Artist Linda Rossi is known for haunting multi-installations that combine digital and straight photography, film, video, sculpture and text to reveal the poetic intersections of art, history and science. Her signature work is layered, rich in symbols and associations, always making evident the extensive research of her subject matter. Over the past decade Rossi has explored compelling themes of exile, producing three major bodies of work: “Siberian Elegy,” (exile of the poet/artist); “Print Series,” (exile of women in Tehran from knowledge or education); and “Sound Suspended,” (exile of nature from civilization). She has exhibited her work regionally and internationally, and has traveled extensively for her projects in Africa, Russia, Western and Eastern Europe, and South America.

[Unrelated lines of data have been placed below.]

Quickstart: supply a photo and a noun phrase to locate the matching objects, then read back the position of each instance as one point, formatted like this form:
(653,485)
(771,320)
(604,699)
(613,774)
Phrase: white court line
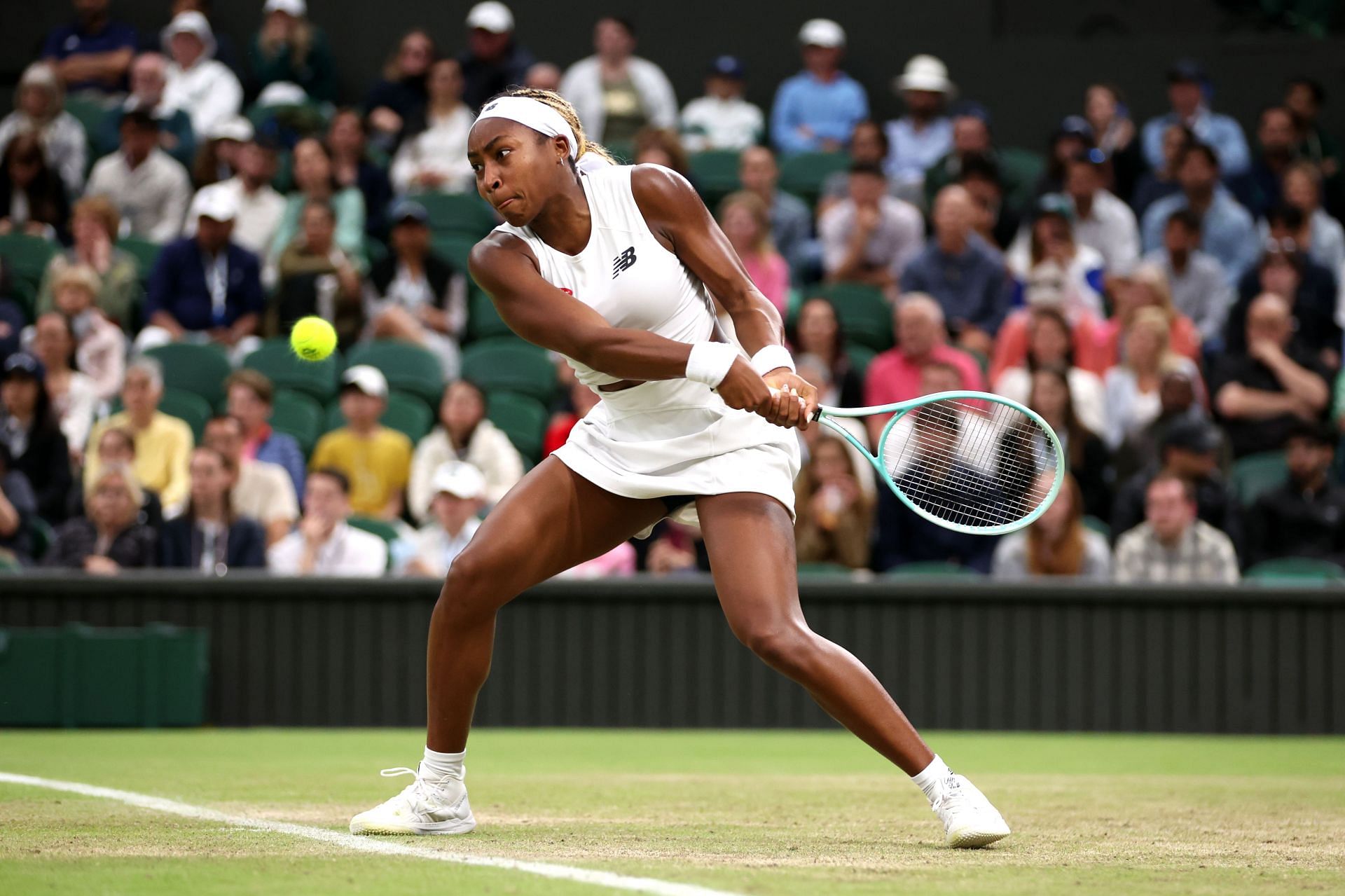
(369,844)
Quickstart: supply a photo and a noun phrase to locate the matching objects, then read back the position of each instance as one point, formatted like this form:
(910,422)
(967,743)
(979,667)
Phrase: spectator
(434,152)
(33,200)
(1131,387)
(661,147)
(1058,544)
(818,333)
(289,49)
(415,295)
(791,222)
(251,399)
(100,345)
(1199,286)
(494,60)
(871,237)
(163,443)
(212,536)
(315,181)
(1191,448)
(723,118)
(1260,188)
(463,434)
(747,222)
(1162,182)
(1114,132)
(1188,92)
(217,160)
(1102,221)
(962,272)
(615,92)
(1304,517)
(149,81)
(18,507)
(375,459)
(147,186)
(111,539)
(95,51)
(74,396)
(197,83)
(925,135)
(38,111)
(32,432)
(1227,228)
(834,514)
(922,340)
(1263,392)
(817,109)
(352,167)
(324,544)
(1286,270)
(258,490)
(1172,545)
(459,495)
(206,288)
(318,277)
(257,207)
(400,97)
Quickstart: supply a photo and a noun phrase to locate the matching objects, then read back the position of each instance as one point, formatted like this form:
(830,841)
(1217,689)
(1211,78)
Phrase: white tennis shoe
(424,808)
(969,820)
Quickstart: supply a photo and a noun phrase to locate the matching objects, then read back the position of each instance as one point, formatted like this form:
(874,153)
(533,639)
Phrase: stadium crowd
(1165,294)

In “Siberian Elegy” Rossi illuminates Stalin’s Reign of Terror and the oppression of the poet’s voice through an installation of photographs, video, mixed media work, sculpture and poetic texts focusing especially on the life and exile of Jewish poet, Osip Mandelshtam. Mandelshtam’s wife, Nadezhda, saved her husbands poems by hiding them in the burrowed out handles of her pots and pans, sewing them into pillow cases and memorizing thousands of words for decades following her husband’s disappearance.
Rossi mediates our experience in this exhibition through a diverse assortment of works, using words hidden in domestic items on the stove as a central metaphor. She presents a video montage about the poet’s lives and the surrounding landscape inside an oven placed at the head of a table setting, acknowledging the spirit that persists even during genocide. She notes that prisoners in the camps wrote extensively about nature – wildlife surrounding the camps represented dreaming, a longing for wildness, or an uncontrolled vision existing beyond darkness. Rossi’s inclusion of images and footage depicting wild spaces and non-human species into Siberian Elegy tempers its despair with the truth of nature’s unity – a truth that remains no matter the challenge.
Her didactic text, reference to museum display, and sculptural objects allude to the Russian Art influence of Social Realism dictated by the government during Stalin’s Reign, a time when domestic items such as wallpaper, textiles and dishes were infused with propaganda to influence the proletariat. Rossi always seeks to engender a civic response to her work. “Siberian Elegy” is a powerful testimonial about the enduring spirit of the Jewish experience and a time when artists risked their lives for their freedom and their art. Rossi demonstrates art’s greatest power –to reconnect what has been severed and align the meaning, truth, and spirit of human experience across time and culture.